By Ilan Brat
U.S. fertilizer maker CF Industries Holdings Inc. agreed to buy
parts of a Dutch competitor for about $8 billion and shift its
headquarters to the U.K., creating a global nitrogen-fertilizer
powerhouse with a significantly lower tax bill.
The so-called tax inversion deal would combine CF with OCI NV's
European, North American and global distribution operations. The
transaction would create the world's largest publicly traded
nitrogen fertilizer company and lower CF's overall tax rate to 20%
from the current 34%, CF said.
Under the agreement, the companies plan to form a holding
company domiciled in the U.K. in which shareholders of Deerfield,
Ill.-based CF would own a 72.3% stake. The remainder would be held
by shareholders in OCI. The deal is valued at $8 billion based on
CF's current share price and the assumption of $2 billion in
debt.
Tony Will, chief executive of CF, said on a conference call with
investors Thursday that it pursued the purchase because of
expansion prospects, not to lower its tax rate. "This is not a
tax-driven deal," he said. "I would view this as a combination with
great industrial logic."
CF shares jumped about 3.8% to $63.97 in midmorning trading.
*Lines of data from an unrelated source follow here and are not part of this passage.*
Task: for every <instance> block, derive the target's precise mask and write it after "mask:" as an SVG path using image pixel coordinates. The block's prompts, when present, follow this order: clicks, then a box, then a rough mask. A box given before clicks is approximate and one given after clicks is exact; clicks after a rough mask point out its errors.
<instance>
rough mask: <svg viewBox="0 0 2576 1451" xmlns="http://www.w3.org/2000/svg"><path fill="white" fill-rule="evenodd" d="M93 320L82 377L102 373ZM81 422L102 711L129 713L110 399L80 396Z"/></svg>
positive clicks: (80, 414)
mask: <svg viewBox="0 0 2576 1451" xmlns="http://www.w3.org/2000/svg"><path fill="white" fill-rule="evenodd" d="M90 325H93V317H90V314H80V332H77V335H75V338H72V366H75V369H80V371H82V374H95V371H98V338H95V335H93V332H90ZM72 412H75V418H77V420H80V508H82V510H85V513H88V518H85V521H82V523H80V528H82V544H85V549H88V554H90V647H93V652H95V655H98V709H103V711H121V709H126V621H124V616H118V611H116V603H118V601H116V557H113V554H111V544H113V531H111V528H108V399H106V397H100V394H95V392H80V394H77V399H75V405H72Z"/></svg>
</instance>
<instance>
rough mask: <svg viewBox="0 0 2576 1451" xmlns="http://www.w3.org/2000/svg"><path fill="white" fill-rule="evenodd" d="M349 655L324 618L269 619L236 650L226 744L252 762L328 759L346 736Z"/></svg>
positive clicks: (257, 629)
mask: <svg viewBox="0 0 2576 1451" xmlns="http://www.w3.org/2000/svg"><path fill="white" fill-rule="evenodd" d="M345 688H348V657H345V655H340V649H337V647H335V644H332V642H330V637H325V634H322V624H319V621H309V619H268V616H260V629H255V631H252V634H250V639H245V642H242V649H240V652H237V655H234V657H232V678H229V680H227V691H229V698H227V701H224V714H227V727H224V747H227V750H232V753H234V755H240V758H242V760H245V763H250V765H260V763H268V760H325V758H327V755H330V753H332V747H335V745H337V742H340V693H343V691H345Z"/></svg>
The CF-OCI deal is the latest from chemical companies that have
announced more than $50 billion of tie-ups in the past year. It
also marks the latest in a partial revival of controversial
tax-inversion deals. A wave of companies struck such deals last
year before the U.S. Treasury put in place rules aimed at curbing
them, in an effort to keep tax revenue from shifting overseas, but
the moves didn't completely quash the deals.
CF said North America imports about 40% of its nitrogen
fertilizer, which is heavily consumed by corn and other crops, and
CF's plants in the U.S. and Canada are at capacity trying to fill
current demand. The two companies are building four new plants that
would boost their production capacity 65% in the next two years. At
the same time, CF sees new opportunities through OCI to grow
exports to Europe and Brazil. Logistics, tax and other savings will
eventually lower costs by about $500 million annually, CF officials
said Thursday.
CF, which has about $5 billion in annual sales, last year held
merger talks with Norway's Yara International ASA in an attempt to
create the world's largest nitrogen-fertilizer company. The talks
fell apart as the two sides failed to agree on terms.
A steep decrease in U.S. natural gas prices in the past decade
spurred by a huge increase in U.S. shale-gas production has
benefited CF. Natural gas is a key raw material for making nitrogen
fertilizers. Its price decline has allowed CF to buy back $5.4
billion worth of its shares since 2011.
Maarten van Tartwijk contributed to this article.